At current pricing, Constant Contact costs 50-100% more than most alternatives for equivalent contact counts. The question isn't whether it works—it does—but whether the premium is justified for your specific needs.

⚠️ Watch out: Many email tools count unsubscribed contacts against your plan limits. Check the fine print—you might be paying for people who can't receive your emails.

Quick Comparison Table

ToolBest ForFree PlanNonprofit Discount
GroupmailSimplicity + human support500 contacts30%
MailerLiteAffordable automation500 subscribers30%
FlocknoteEmail + text for churchesUnder 40 membersN/A (church pricing)
MailchimpMaximum integrations500 contacts15%
ButtondownMinimal text newsletters100 subscribers50%
BrevoVolume-based sending300 emails/day15% (Enterprise)
Constant ContactExisting usersNo free planUp to 30% (prepay)

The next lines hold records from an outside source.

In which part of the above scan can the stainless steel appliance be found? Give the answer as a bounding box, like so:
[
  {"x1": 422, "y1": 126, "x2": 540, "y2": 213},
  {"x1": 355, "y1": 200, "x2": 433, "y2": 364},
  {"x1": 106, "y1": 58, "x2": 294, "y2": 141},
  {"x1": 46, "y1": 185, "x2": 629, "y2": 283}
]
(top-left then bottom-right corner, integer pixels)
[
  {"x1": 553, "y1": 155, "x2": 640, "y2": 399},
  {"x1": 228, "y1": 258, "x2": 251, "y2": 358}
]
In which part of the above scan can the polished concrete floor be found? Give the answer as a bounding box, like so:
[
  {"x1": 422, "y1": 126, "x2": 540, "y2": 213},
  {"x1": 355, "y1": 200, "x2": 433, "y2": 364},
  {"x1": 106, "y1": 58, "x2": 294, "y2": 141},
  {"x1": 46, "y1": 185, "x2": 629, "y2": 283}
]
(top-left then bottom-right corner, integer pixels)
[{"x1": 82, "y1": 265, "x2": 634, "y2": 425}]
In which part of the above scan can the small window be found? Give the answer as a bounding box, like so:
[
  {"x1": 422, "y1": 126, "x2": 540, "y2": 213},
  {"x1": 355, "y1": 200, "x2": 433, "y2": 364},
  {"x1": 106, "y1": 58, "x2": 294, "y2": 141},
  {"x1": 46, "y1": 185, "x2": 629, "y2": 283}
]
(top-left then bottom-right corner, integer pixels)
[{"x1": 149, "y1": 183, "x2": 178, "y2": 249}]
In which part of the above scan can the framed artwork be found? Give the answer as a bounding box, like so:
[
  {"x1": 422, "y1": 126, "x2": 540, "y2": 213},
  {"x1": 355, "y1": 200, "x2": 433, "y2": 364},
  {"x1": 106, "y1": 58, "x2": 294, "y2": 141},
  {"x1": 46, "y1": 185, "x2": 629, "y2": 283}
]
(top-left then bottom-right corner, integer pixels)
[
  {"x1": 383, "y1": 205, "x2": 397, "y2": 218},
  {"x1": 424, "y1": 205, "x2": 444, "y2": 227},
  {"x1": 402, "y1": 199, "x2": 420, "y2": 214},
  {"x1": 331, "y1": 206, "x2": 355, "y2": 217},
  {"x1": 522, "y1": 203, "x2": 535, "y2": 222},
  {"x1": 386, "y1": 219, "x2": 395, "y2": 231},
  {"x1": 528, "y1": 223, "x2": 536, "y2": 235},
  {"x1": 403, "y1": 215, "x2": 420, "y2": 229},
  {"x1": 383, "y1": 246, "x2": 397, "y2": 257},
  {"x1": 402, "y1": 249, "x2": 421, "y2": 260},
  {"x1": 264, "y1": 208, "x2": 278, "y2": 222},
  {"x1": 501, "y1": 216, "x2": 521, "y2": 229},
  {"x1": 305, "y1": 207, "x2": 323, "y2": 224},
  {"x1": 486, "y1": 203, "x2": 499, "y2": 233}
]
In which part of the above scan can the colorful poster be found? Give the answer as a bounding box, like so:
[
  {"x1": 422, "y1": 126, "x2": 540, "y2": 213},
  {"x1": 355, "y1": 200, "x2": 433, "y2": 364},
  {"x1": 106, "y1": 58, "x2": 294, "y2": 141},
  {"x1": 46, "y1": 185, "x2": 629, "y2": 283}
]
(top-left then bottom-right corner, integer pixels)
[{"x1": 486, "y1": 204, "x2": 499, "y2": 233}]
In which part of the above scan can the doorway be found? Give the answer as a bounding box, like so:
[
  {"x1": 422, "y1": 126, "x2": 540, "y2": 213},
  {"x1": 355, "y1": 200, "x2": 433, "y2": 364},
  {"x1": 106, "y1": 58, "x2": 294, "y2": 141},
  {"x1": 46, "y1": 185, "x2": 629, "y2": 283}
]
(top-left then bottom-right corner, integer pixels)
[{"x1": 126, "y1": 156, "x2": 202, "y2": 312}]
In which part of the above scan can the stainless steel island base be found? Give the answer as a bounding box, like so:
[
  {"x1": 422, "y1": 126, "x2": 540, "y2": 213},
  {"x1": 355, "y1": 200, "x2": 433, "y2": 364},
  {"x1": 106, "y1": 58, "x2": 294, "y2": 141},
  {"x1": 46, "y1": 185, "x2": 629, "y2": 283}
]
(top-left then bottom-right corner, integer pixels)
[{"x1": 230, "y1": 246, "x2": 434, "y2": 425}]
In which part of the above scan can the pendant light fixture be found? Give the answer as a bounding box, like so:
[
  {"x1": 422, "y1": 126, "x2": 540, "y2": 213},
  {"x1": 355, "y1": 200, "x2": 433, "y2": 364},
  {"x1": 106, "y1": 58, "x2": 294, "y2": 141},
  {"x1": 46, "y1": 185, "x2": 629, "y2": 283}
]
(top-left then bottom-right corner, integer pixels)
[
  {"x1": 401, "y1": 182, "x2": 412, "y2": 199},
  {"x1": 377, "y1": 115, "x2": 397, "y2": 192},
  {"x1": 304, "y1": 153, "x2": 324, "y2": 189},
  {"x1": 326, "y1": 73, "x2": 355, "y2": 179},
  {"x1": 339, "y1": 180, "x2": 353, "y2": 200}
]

Which Tool Is Right for Your Church?

Choose Groupmail if you want the simplest possible experience with human support and straightforward nonprofit pricing.

Choose MailerLite if you need a capable free plan and appreciate having automation options available as you grow. The 30% nonprofit discount keeps paid plans affordable.

Choose Flocknote if reaching members via both email and text matters to your ministry. The church-specific features and member database may eliminate the need for separate tools.

Choose Mailchimp if you're already using it and integration with other tools outweighs cost concerns. Migration has real costs—sometimes staying put makes sense.

Choose Buttondown if your church sends occasional updates and appreciates a writing-focused, minimalist approach. The 50% nonprofit discount makes it the most affordable option on this list.

Choose Brevo if you have a large contact list but send infrequently. Volume-based pricing favors churches with modest sending needs.

Stay with Constant Contact if you're using its event management or e-commerce features, or if your team is comfortable with the platform and phone support matters.

Before and after illustration showing complex versus simple email tools.

Conclusion

For most churches, Constant Contact costs more than necessary for simpler needs. Alternatives like Groupmail, MailerLite, and Buttondown offer better value for organizations focused on member communication rather than marketing automation.

The right choice depends on your congregation's size, technical comfort, and specific needs. But if you've been paying Constant Contact prices for years while only using basic features, it's worth testing alternatives—most offer free plans or trials that let you evaluate without commitment.